Management is usually, to one degree or another, accomplished by monitoring the incidence and intensity of therapeutic and adverse effects. In the first strategy, a “usual” dosage regimen anticipated for the patient is administered and adjusted only if the desired response is inadequate or an adverse response is excessive. In the second strategy, an individual’s dosage requirements are established by initially giving a low dose and then titrating the dose upward based on assessment of therapeutic and/or adverse end-points. Both strategies probably reach a similar optimal dosage regimen; only the method of getting there differs.


The first strategy is primarily based on population pharmacokinetics and pharmacodynamics, that is, on what is known about the general tendencies and variabilities in dosage–exposure (pharmacokinetics) and exposure–response (pharmacodynamics) relationships.
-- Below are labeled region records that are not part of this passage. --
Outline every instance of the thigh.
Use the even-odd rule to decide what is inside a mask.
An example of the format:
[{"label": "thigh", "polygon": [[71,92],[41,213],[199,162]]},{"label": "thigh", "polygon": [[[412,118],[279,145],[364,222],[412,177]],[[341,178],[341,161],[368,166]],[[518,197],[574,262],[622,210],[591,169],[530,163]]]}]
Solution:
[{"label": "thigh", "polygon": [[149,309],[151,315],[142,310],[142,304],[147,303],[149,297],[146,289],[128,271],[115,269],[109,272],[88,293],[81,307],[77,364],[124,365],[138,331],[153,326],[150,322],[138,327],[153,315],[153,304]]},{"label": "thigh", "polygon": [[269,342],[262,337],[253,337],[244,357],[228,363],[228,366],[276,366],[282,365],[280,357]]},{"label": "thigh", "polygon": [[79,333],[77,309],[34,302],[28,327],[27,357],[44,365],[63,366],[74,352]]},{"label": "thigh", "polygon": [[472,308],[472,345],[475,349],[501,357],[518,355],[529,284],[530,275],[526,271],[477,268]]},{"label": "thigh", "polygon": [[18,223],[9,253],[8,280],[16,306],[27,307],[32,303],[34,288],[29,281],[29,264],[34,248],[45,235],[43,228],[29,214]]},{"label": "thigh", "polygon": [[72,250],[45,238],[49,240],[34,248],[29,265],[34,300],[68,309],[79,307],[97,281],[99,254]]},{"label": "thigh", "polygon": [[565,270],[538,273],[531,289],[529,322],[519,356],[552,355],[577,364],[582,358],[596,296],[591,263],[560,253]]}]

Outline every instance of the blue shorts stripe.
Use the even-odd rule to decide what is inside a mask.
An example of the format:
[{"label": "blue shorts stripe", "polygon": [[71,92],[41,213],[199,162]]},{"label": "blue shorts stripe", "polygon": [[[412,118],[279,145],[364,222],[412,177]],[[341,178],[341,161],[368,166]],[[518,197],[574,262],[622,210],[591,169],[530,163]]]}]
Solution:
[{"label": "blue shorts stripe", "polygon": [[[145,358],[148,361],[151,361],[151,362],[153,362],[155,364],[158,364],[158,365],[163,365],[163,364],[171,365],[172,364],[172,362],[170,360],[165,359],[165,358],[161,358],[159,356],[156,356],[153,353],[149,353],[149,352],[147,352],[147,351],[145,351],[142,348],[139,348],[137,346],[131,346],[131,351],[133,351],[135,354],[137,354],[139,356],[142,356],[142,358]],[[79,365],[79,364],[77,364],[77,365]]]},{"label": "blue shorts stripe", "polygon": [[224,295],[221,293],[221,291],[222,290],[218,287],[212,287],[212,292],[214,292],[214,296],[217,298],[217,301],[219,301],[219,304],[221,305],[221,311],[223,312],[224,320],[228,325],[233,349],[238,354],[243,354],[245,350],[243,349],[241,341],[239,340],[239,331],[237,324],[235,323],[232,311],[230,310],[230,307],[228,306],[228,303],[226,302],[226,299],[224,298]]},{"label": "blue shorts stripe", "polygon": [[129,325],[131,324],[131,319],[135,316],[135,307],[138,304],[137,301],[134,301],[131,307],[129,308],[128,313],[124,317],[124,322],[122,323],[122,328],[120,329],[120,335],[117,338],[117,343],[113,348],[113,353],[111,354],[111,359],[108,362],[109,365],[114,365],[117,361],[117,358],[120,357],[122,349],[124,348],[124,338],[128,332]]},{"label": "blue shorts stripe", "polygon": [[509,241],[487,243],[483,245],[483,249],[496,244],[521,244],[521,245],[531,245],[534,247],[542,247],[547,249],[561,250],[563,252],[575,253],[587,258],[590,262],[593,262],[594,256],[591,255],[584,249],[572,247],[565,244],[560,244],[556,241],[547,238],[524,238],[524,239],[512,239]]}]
This strategy also allows a degree of individualization of the regimen based on specific information about the individual patient. Most of the subsequent discussion revolves around this strategy. The second strategy, involving dose adjustment to measured effects, clearly is also a means of individualizing dosage and managing therapy.


This chapter examines pharmacokinetic and pharmacodynamic issues in the initiation (starting dose) and management (maintenance regimen) of drug therapy in both the patient population, in general, and the individual patient. It brings together, from previous chapters, many points presented there, often in other contexts.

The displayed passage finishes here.